Feeding and vertical migration of the chaetognath Sagitta friderici (Ritter Zahony, 1911) in the southern Benguela during spring 1987, with notes on seasonal variability of feeding ecology

20 Jan 2012

The feeding biology and the vertical migration of Sagitta friderici were examined over 24 h at two stations in the southern Benguela during spring (October) 1987. Together with studies conducted during summer (February 1991) and winter (May 1984), they serve to allow valuable generalizations of the biology and ecology of this abundant chaetognath. Populations migrate vertically and feed nocturnally, although the timing and the extent of migration vary between studies. S.friderici exhibits ontogenetic layering and the cross-shelf distribution of maturity stages differs, suggesting that it is able to take advantage of cross-shelf water movement in order to maintain populations in the nearshore waters of the West Coast.

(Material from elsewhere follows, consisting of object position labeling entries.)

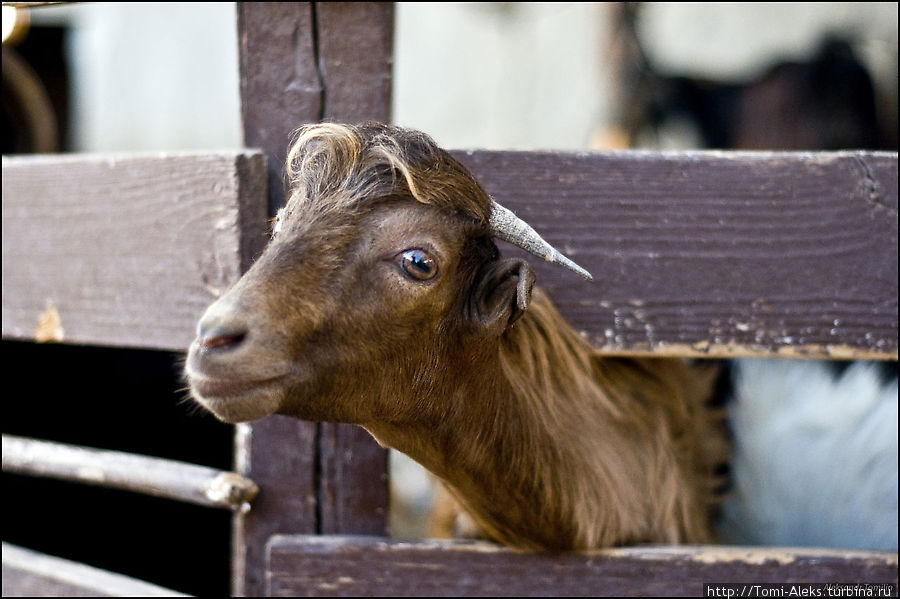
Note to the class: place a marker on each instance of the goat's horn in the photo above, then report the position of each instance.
(510, 228)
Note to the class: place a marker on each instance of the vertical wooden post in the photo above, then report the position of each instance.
(355, 42)
(301, 63)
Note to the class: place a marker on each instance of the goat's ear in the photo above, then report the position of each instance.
(501, 294)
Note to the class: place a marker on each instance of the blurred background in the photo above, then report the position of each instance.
(146, 76)
(110, 77)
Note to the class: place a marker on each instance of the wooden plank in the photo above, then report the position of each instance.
(281, 87)
(28, 573)
(715, 254)
(357, 566)
(301, 64)
(125, 250)
(142, 474)
(356, 53)
(355, 44)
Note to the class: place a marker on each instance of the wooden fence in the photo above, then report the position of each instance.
(704, 254)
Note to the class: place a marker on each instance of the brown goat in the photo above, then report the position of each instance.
(382, 301)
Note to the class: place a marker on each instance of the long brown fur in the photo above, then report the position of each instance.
(546, 444)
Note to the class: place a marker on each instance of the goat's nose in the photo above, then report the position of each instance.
(220, 338)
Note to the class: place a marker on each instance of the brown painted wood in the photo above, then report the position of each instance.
(301, 63)
(715, 254)
(361, 566)
(356, 52)
(280, 90)
(125, 250)
(281, 87)
(353, 496)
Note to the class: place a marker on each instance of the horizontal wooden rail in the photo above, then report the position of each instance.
(152, 476)
(28, 573)
(125, 250)
(707, 254)
(355, 566)
(715, 254)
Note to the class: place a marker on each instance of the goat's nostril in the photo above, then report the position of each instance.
(220, 339)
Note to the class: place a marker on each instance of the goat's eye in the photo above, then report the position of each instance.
(418, 264)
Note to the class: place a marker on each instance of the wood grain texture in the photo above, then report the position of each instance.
(355, 47)
(362, 566)
(356, 55)
(303, 63)
(279, 454)
(125, 250)
(714, 254)
(281, 87)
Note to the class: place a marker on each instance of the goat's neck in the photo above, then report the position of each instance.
(525, 439)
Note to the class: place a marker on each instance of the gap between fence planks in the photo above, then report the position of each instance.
(168, 479)
(357, 566)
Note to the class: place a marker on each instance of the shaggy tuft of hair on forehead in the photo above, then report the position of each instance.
(337, 167)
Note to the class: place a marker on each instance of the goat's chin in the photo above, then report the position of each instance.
(239, 405)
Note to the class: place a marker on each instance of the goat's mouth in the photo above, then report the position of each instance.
(225, 389)
(235, 400)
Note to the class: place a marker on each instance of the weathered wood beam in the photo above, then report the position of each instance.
(714, 254)
(303, 63)
(130, 472)
(354, 566)
(125, 250)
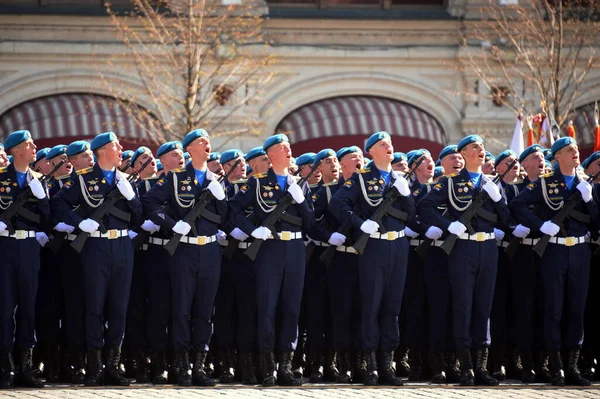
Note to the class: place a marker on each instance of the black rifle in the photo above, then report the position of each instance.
(385, 208)
(567, 210)
(107, 206)
(16, 207)
(276, 214)
(475, 209)
(199, 208)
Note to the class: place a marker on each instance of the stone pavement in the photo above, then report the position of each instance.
(417, 391)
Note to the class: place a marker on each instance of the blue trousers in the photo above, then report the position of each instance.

S.friderici prey almost exclusively on copepodg (cannibalism is rare), and there is a positive relationship between the lengths of predator and prey that is influenced by the size structure of the prey environment. This casts doubt on the validity of a chaetognath species-specific relationship between predator and prey size. S. friderici selects its prey on the basis of size, and not species. Daily ration is related linearly to prey density, so reflecting the low density of prey and providing support for theoretical predictions regarding ingestion rates under oceanic conditions. The impact of S. friderici predation on the copepod assemblage is generally less than 3% of the standing stock, although it could be much higher under conditions of low copepod biomass and poor secondary production.